The work undertaken by the family member must be ‘wholly and exclusively’ for the business. The National Minimum Wage does not apply to family members working in the family business if they live in the same household so technically you could pay whatever you wanted. However, the payment must be commercially viable, the amount realistic and not excessive for the work undertaken. If no work or little work is undertaken, HMRC could refuse the company a tax deduction and treat the payment as a distribution to the director. By appointing the family member as a director a small salary could be paid, even if little work is undertaken.
Whether the family member lacks sufficient NI contributions towards their state pension (or is not liable to NI payments) may also have a bearing on the amount to pay. For a year to qualify for state pension purposes payment needs to be of 52 weeks x Lower Earnings Limit of £533 a month (£6,396 a year).
Should HMRC question the amount paid and decide that the payment is ‘excessive’, then the amount will be disallowed in computing the taxable profits. If the employment is in a company not only will the amount be disallowed but if the family member is also a shareholder, that amount may be treated as a distribution, taxed at the dividend tax rates.
The salary should preferably be paid into the family member’s personal bank account and recorded in the accounts as payment just like any other employee. Payments for wages to children must follow similar principles and caution is needed if employing minors to ensure that working regulations are not breached. It would also be preferable for the family member to be included on the payroll.

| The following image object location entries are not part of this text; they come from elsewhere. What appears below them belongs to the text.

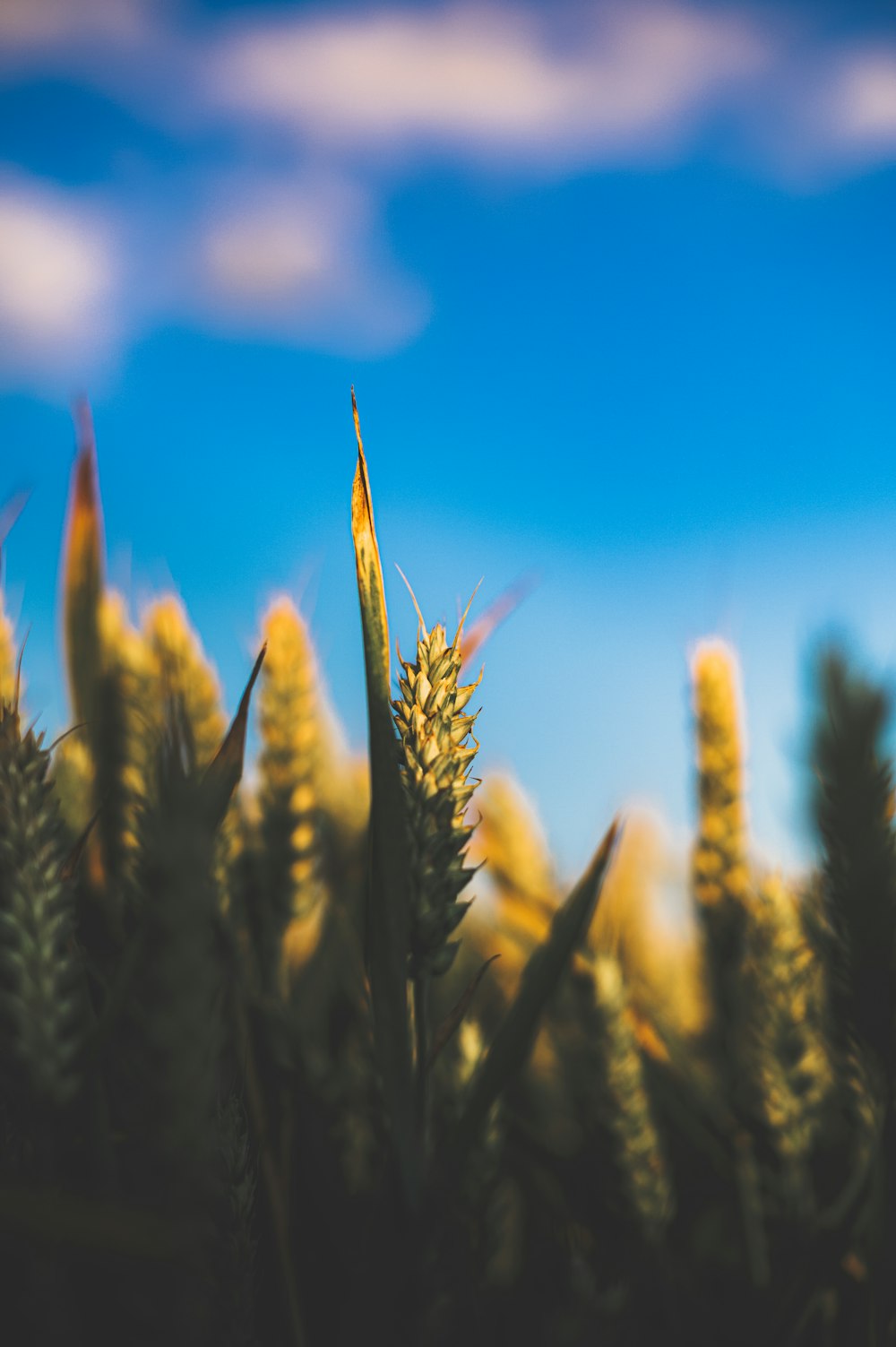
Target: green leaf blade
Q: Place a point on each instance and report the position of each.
(388, 904)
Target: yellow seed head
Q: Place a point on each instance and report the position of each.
(719, 856)
(182, 671)
(7, 658)
(787, 1028)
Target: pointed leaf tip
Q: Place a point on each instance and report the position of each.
(225, 769)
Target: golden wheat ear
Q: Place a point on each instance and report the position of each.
(82, 575)
(721, 875)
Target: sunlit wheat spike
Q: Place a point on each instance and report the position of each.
(73, 781)
(858, 878)
(289, 766)
(82, 577)
(627, 1109)
(436, 752)
(511, 841)
(787, 1039)
(174, 1011)
(7, 656)
(719, 856)
(646, 920)
(42, 1011)
(120, 736)
(184, 672)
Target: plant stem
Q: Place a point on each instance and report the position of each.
(422, 1039)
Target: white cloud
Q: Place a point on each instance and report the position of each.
(56, 281)
(863, 101)
(302, 263)
(488, 78)
(35, 24)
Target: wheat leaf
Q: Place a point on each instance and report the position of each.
(542, 974)
(224, 771)
(387, 919)
(452, 1022)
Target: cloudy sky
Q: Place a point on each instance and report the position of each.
(616, 286)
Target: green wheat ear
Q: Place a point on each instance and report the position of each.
(787, 1023)
(435, 755)
(289, 771)
(119, 738)
(624, 1102)
(182, 672)
(721, 878)
(7, 656)
(42, 1015)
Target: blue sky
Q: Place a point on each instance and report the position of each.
(615, 284)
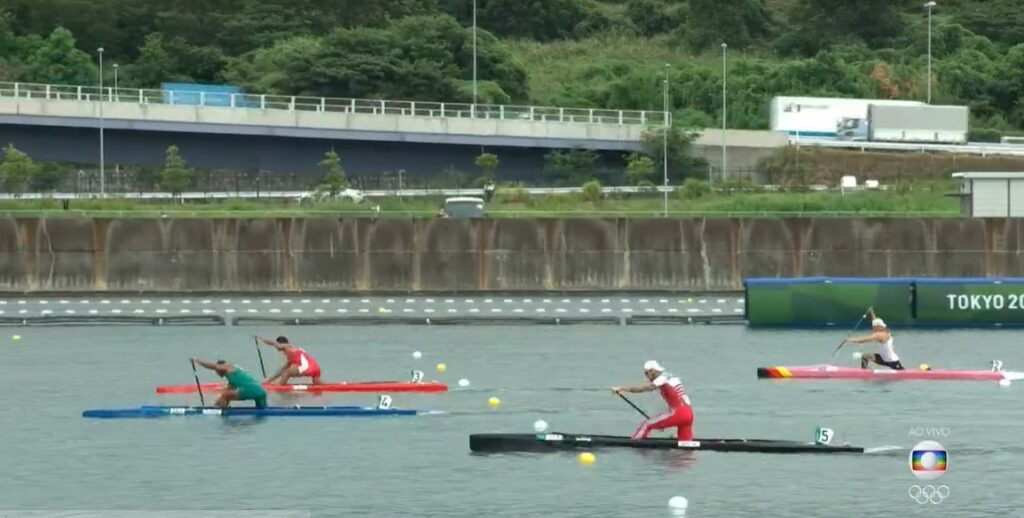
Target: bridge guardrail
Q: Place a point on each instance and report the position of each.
(334, 104)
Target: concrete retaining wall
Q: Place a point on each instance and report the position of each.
(39, 255)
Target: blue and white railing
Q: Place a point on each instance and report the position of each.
(333, 104)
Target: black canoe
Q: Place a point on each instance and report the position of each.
(499, 442)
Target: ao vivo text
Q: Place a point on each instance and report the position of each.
(964, 302)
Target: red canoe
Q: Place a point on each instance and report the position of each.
(847, 373)
(370, 386)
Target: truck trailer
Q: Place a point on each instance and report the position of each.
(931, 124)
(819, 117)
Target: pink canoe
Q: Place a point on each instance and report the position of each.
(849, 373)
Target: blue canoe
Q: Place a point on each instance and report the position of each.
(164, 412)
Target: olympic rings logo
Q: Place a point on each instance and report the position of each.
(928, 493)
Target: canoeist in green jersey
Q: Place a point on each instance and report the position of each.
(242, 386)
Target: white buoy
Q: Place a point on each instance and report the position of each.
(679, 503)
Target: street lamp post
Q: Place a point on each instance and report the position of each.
(725, 47)
(102, 165)
(665, 142)
(474, 55)
(929, 6)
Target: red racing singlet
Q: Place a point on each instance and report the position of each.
(672, 391)
(305, 362)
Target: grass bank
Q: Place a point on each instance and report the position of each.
(916, 201)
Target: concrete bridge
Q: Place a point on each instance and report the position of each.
(291, 133)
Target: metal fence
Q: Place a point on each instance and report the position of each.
(334, 104)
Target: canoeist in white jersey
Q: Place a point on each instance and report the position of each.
(886, 355)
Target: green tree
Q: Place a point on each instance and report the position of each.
(682, 163)
(487, 163)
(639, 169)
(155, 65)
(58, 61)
(417, 58)
(570, 167)
(738, 23)
(16, 169)
(46, 178)
(537, 19)
(334, 180)
(816, 25)
(176, 175)
(652, 16)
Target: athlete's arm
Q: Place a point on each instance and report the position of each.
(647, 387)
(276, 375)
(211, 367)
(860, 340)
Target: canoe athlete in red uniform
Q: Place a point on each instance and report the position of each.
(680, 415)
(299, 364)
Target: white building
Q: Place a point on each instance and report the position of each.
(991, 195)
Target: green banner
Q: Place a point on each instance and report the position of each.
(823, 302)
(969, 301)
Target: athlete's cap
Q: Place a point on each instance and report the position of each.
(652, 365)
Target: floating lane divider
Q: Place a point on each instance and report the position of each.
(167, 412)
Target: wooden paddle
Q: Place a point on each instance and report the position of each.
(199, 386)
(260, 352)
(633, 405)
(841, 344)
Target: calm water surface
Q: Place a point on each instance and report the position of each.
(421, 466)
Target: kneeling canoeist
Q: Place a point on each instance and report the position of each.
(242, 386)
(680, 415)
(299, 363)
(886, 354)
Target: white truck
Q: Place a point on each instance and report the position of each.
(819, 117)
(924, 124)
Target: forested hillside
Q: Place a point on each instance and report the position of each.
(607, 53)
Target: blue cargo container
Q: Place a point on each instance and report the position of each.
(196, 94)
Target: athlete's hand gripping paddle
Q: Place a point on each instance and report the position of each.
(841, 344)
(199, 387)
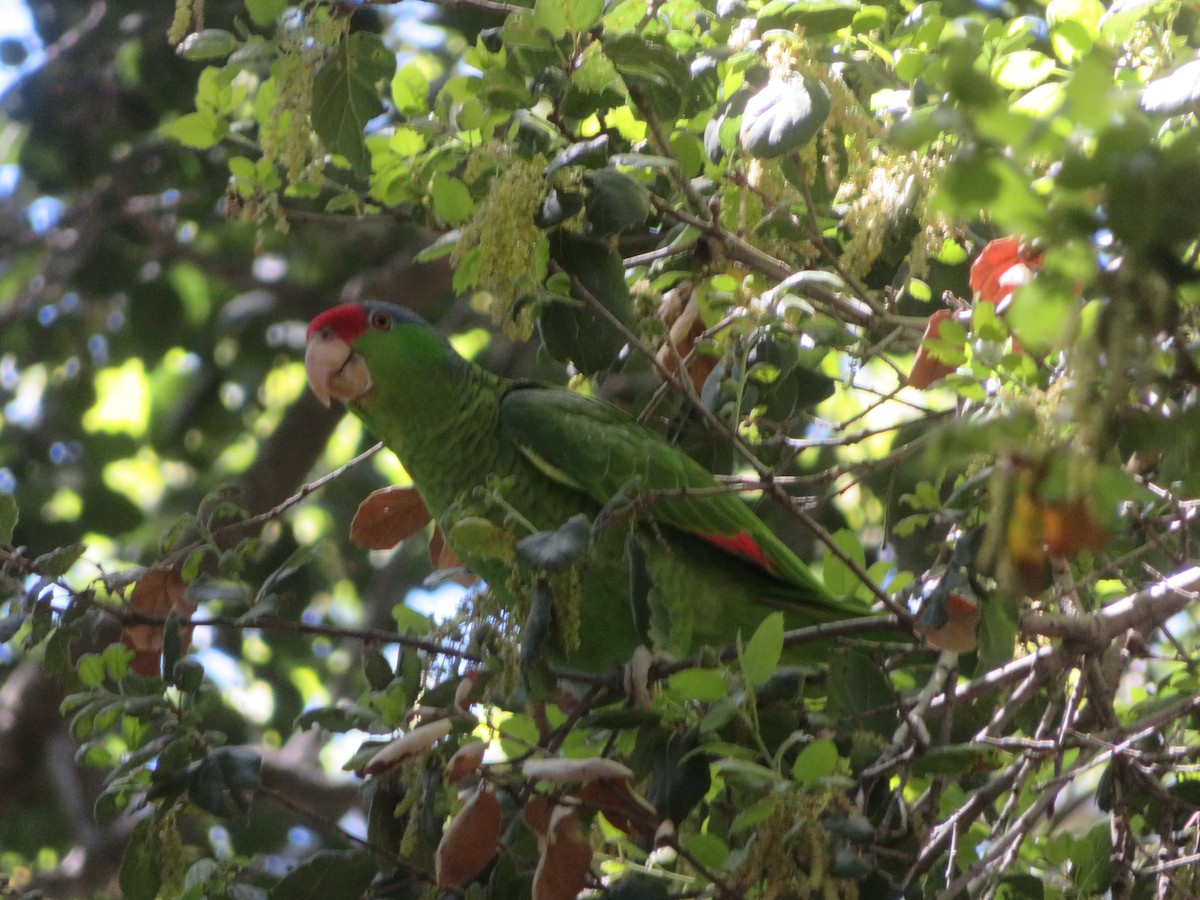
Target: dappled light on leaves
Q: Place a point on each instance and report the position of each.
(807, 393)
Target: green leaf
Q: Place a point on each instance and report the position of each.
(839, 577)
(816, 761)
(616, 202)
(377, 669)
(265, 12)
(575, 333)
(328, 875)
(1174, 93)
(784, 115)
(57, 563)
(411, 90)
(561, 17)
(861, 694)
(91, 670)
(1023, 70)
(141, 874)
(9, 516)
(762, 651)
(1091, 859)
(345, 96)
(451, 199)
(342, 718)
(559, 550)
(198, 131)
(652, 71)
(709, 850)
(996, 633)
(816, 17)
(702, 685)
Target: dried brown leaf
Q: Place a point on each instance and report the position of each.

Apart from the payment amount being similar for comparable work outside of the business, when working out the amount to pay, consideration will be needed to ensure that the tax saving achieved is not counteracted by a higher tax bill for the family member. Other factors to consider include whether:
– the family member has another job or income and if so how much personal allowance remains to be allocated against the salary
– the transferable marriage allowance is available
– the employee is over state pension age as no NIC contributions are payable or under 21 years as no employer’s NIC is payable
– the Employment Allowance (EA) can be claimed (enabling eligible employersto reduce their annual NIC liability by up to £5,000). Whether or not the EA can be claimed will also have a bearing on the optimum salary payable.
As ever in tax – evidence is important. Bank statements and recording payments in the business accounts would provide evidence of what had been paid, which could be linked to the recorded hours worked.